HII CEO: Two-carrier buy should be authorized, appropriated in FY-19 to reap savings

By Lee Hudson / May 31, 2018 at 11:47 AM

If Congress authorizes and appropriates funding in fiscal year 2019 for a two-aircraft-carrier buy, the military will save money in the supply chain, according to Huntington Ingalls Industries' chief executive.

Mike Petters said at a conference hosted by Bernstein in New York that the authorization and appropriations process for the two-carrier buy would have produced more savings if it occurred last year.

"In the best of both worlds, we'd already have this contract in hand," he said May 30. "The fact that we're going down this path now, I think, is a win because 12, 15 months ago it was not on the radar."

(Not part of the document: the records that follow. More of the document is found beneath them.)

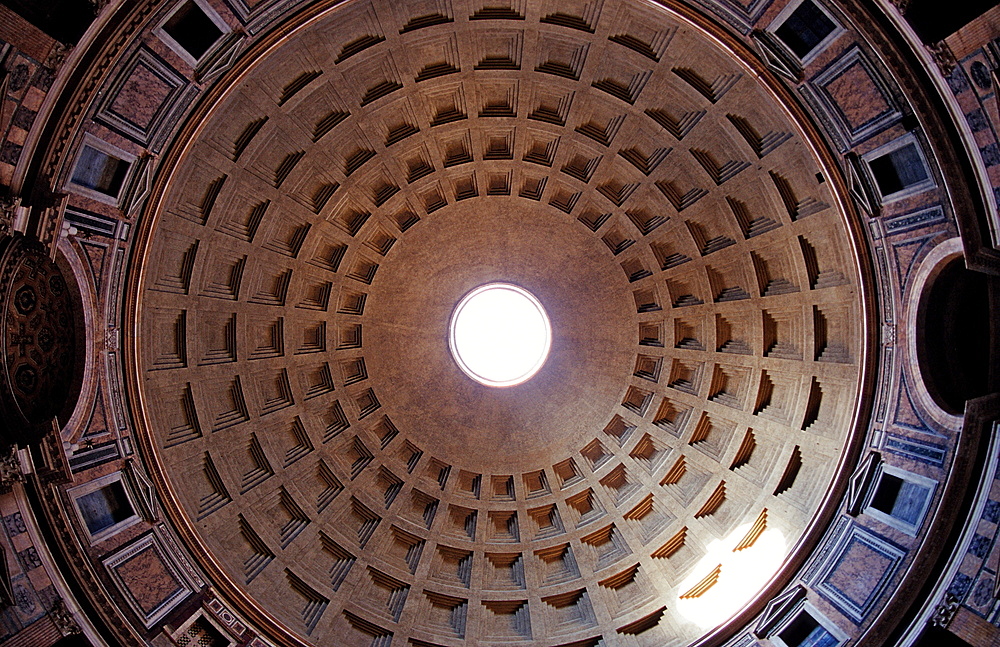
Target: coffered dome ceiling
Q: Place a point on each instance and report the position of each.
(325, 212)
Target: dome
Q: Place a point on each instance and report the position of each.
(278, 248)
(330, 209)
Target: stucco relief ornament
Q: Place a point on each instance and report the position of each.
(63, 618)
(944, 57)
(10, 470)
(945, 611)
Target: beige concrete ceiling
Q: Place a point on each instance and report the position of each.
(336, 202)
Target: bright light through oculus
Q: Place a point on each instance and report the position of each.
(741, 575)
(499, 334)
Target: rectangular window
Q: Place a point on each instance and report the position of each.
(99, 171)
(192, 30)
(806, 631)
(807, 628)
(805, 29)
(899, 170)
(900, 499)
(92, 223)
(104, 506)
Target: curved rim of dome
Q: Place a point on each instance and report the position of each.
(489, 376)
(707, 27)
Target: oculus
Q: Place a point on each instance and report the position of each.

Inside Defense reported last month Newport News Shipbuilding estimated a two-carrier buy would save the Navy roughly $1.6 billion in commercially furnished equipment.

Petters said this week that allowing industry to build aircraft carriers every three or four years, instead of five to six years as it does today, would be more efficient and stabilize both the workforce and supply base.

He noted this is the first time in 30 years the United States has proposed a multiship procurement of aircraft carriers, calling now the "most exciting shipbuilding environment in 30 years."

In March, Navy acquisition executive Hondo Geurts told reporters that, in keeping with the National Defense Strategy, the service developed an acquisition plan to combine CVN-80 and CVN-81 procurements.

The Navy's FY-19 budget request seeks funding for both CVN-80 and CVN-81. The service awarded the initial contract to NNS for CVN-80 in May 2016.

The service intends to buy the carriers, but is still weighing the procurement strategy, Geurts said.

"I see savings coming from multiple different areas: One will be reduction in labor, one will be more efficient suppliers [because] they can build in a bulk quantity, and then the third is we'll have a very similar design for both so we can really improve the learning as we continue to build more carriers," he said.

If the multiyear approach appears to be a good deal for the government, the Navy will have the contracting strategy finalized by the end of the calendar year.

"We would need congressional support and congressional language, so I would assume that would work through the summer enactment cycle into early fall," he said.

The Navy would need statutory relief from Congress to incrementally fund CVN-80 and CVN-81 at the same time. "It's similar to what we did in the 80's in the Reagan era," Geurts said.